Brasil soma quatro medalhas e amplia domínio no Mundial de Canoagem
A dupla Jacky Godmann/Gabriel Nascimento garante prata e eleva o total brasileiro a oito pódios em Poznan.

O Brasil voltou ao pódio do Mundial de Canoagem e Paracanoagem em Poznan, Polônia, com quatro novas medalhas no domingo (30), elevando o total da delegação para oito e confirmando a liderança sul‑americana na competição.
O campeonato, disputado entre 27 e 31 de agosto de 2026, serve como referência para a classificação olímpica de Paris 2024; a equipe brasileira já vinha de um ouro histórico de Isaquias Queiroz no C1 500m, conquistado no sábado (29), reforçando a tendência de crescimento do programa nacional nos últimos ciclos.
Na prova de C2 500m, a dupla Jacky Godmann e Gabriel Nascimento registrou 1m 39s 81, a apenas 0,58 segundo dos russos Ivan Shtyl e Zakhar Petrov, que levaram o ouro; o trio húngaro Kristóf Kollár e István Juhász ficou em terceiro com 1m 40s 03, enquanto Gabriel declarou: "Recuperamos muito bem ali. Não sei de onde saiu essa força, mas saímos bem e mantivemos um bom ritmo. Estou muito feliz com essa medalha, não tenho palavras".

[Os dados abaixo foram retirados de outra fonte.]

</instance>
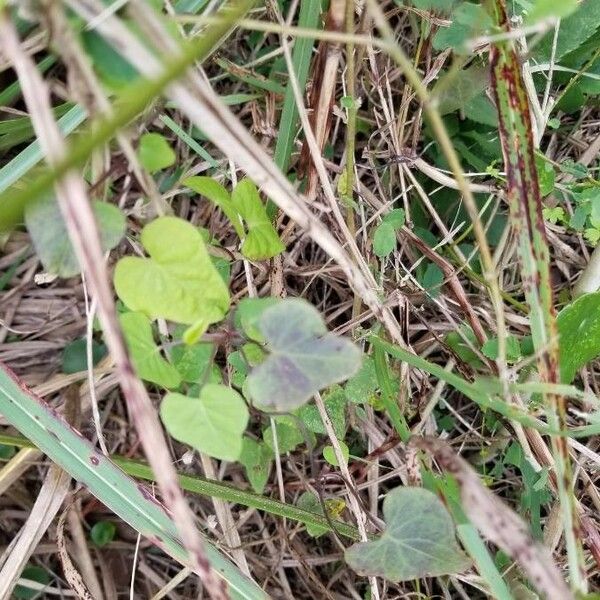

Nas categorias de paracanoagem, Fernando Rufino garantiu a segunda prata do torneio no KL2 200m (42,79s) e já havia subido ao pódio no VL2 200m; Gabriel Paixão completou a final do KL3 200m em 39,91s, conquistando prata, com Miqueias Rodrigues a 40,68s levando o bronze; Luis Carlos Cardoso somou a quinta prata brasileira ao marcar 47,25s no KL1 200m.
O conjunto de resultados demonstra a profundidade do esporte brasileiro, que agora tem representantes competitivos tanto nas provas de canoagem tradicional quanto nas de paracanoagem, ampliando as vagas olímpicas e atraindo maior investimento da Confederação Brasileira de Canoagem (CBCan).
Taticamente, a performance de Godmann e Nascimento evidencia um ritmo de prova bem calibrado, com explosão nos últimos 200 metros – um padrão que pode ser replicado nas próximas etapas da temporada; na paracanoagem, a consistência de Rufino e Paixão reforça a eficácia dos programas de adaptação de equipamentos e preparação física específicos para cada classificação de mobilidade.
O próximo desafio da equipe será o World Cup em Szeged, Hungria, marcado para setembro, onde atletas buscarão consolidar posições para o ranking olímpico; os olhos permanecerão sobre a evolução da dupla C2 e a capacidade de transformar as recentes prata em ouro nas próximas competições.